Summary: CVE-2016-2074 openvswitch: MPLS buffer overflow vulnerability
Product: [Other] Security Response Reporter: Andrej Nemec <anemec>
Component: vulnerabilityAssignee: Red Hat Product Security <security-response-team>
Status: CLOSED ERRATA QA Contact:
Severity: high Docs Contact:
Priority: high    
Version: unspecifiedCC: abaron, aconole, amuller, apevec, atragler, bleanhar, carnil, ccoleman, chrisw, dallan, dmcphers, fleitner, gkotton, gmollett, jbenc, jialiu, jkeck, jmelvin, jokerman, jschluet, lhh, lmeyer, lpeer, markmc, mmccomas, nlevinki, ovs-team, rbryant, rcernin, rkhan, sclewis, security-response-team, slong, srevivo, tdawson, tdecacqu
Target Milestone: ---Keywords: Security
Target Release: ---   
Hardware: All   
OS: Linux   
Whiteboard:
Fixed In Version: openvswitch 2.5.0 Doc Type: Bug Fix
Doc Text:
A buffer overflow flaw was discovered in the OVS processing of MPLS labels. A remote attacker able to deliver a frame containing a malicious MPLS label that would be processed by OVS could trigger the flaw and use the resulting memory corruption to cause a denial of service (DoS) or, possibly, execute arbitrary code.
Story Points: ---
Clone Of: Environment:
Last Closed: 2019-06-08 02:49:47 UTC Type: ---
Regression: --- Mount Type: ---
Documentation: --- CRM:
Verified Versions: Category: ---
oVirt Team: --- RHEL 7.3 requirements from Atomic Host:
Cloudforms Team: --- Target Upstream Version:
Embargoed:
Bug Depends On: 1297820, 1319572, 1319573, 1319574, 1319575, 1319965, 1319966, 1320201, 1320202, 1320362, 1320363, 1321946, 1323320, 1323321, 1331227, 1358522    
Bug Blocks: 1318555    

Description Andrej Nemec 2016-03-17 08:45:34 UTC
Multiple versions of Open vSwitch are vulnerable to remote buffer
overflow attacks, in which crafted MPLS packets could overflow the
buffer reserved for MPLS labels in an OVS internal data structure.
The MPLS packets that trigger the vulnerability and the potential for
exploitation vary depending on version:

    - Open vSwitch 2.1.x and earlier are not vulnerable.

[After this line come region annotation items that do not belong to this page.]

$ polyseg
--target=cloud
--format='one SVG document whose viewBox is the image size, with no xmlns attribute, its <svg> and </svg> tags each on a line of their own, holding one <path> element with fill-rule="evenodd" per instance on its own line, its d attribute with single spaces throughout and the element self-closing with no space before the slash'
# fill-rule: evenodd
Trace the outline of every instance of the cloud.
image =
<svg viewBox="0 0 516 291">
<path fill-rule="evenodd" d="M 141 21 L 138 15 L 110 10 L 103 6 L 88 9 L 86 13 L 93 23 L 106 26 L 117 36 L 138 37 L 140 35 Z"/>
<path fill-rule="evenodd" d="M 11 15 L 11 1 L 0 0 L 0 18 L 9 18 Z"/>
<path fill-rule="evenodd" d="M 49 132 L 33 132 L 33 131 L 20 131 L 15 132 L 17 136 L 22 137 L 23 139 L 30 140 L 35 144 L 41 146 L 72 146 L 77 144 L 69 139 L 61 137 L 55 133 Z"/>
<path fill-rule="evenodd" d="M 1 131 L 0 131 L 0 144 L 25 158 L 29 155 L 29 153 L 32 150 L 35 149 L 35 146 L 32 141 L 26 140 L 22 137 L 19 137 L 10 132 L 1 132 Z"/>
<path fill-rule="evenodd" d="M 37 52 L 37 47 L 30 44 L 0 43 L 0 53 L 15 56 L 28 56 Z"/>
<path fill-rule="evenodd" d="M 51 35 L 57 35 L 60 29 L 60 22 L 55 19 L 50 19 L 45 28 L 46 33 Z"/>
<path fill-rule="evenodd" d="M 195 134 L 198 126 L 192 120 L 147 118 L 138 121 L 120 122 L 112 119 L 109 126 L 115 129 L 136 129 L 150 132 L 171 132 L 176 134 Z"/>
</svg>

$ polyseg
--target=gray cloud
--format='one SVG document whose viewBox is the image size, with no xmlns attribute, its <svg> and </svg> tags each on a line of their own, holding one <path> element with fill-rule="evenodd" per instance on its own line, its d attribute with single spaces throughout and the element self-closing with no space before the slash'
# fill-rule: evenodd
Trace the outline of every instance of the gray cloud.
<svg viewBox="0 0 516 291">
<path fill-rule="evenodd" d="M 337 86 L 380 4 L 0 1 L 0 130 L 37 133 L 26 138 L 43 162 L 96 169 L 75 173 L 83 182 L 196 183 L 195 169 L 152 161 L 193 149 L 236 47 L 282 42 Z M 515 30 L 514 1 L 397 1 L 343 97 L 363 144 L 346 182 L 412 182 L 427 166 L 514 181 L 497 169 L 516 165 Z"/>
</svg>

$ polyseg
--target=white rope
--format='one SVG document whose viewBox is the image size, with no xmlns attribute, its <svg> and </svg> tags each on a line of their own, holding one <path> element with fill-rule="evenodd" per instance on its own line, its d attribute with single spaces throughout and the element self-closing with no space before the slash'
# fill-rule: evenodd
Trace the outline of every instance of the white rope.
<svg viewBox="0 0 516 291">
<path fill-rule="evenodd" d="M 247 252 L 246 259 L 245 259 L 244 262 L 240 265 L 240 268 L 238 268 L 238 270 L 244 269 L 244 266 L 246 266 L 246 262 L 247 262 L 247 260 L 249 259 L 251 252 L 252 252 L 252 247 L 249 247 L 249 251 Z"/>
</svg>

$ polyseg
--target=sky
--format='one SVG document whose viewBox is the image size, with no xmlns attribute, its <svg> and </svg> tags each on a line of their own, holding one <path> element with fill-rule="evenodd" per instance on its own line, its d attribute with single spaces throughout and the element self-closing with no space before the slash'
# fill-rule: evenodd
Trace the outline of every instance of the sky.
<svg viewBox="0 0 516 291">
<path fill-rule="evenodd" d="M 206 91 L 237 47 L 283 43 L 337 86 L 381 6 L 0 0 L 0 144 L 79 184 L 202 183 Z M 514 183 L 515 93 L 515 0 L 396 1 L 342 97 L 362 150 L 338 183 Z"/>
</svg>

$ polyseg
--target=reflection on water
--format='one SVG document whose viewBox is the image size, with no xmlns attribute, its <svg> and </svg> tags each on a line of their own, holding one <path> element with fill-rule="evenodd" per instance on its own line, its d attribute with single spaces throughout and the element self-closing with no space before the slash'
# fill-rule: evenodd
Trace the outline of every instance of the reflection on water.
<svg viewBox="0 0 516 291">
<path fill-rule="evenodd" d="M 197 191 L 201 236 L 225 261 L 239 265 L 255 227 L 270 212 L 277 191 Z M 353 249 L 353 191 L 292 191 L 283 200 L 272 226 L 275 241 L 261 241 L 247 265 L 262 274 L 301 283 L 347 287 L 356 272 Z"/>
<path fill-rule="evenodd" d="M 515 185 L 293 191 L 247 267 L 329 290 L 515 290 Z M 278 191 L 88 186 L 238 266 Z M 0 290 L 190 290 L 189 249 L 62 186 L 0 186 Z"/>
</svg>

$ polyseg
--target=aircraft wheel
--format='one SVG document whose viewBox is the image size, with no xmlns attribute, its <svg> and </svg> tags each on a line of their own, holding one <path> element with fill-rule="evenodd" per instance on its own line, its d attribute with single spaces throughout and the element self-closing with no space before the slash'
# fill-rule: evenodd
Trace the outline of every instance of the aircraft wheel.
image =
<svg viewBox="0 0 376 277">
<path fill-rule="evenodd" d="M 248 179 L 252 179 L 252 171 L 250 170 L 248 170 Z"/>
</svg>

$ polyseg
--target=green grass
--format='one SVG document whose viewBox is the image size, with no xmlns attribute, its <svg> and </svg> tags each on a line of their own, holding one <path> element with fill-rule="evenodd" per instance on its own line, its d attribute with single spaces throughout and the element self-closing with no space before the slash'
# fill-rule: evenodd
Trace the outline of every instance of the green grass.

    - In Open vSwitch 2.2.x and 2.3.x, the MPLS buffer overflow can be
      exploited for arbitrary remote code execution.

    - In Open vSwitch 2.4.x, the MPLS buffer overflow does not
      obviously lead to a remote code execution exploit, but testing
      shows that it can allow a remote denial of service.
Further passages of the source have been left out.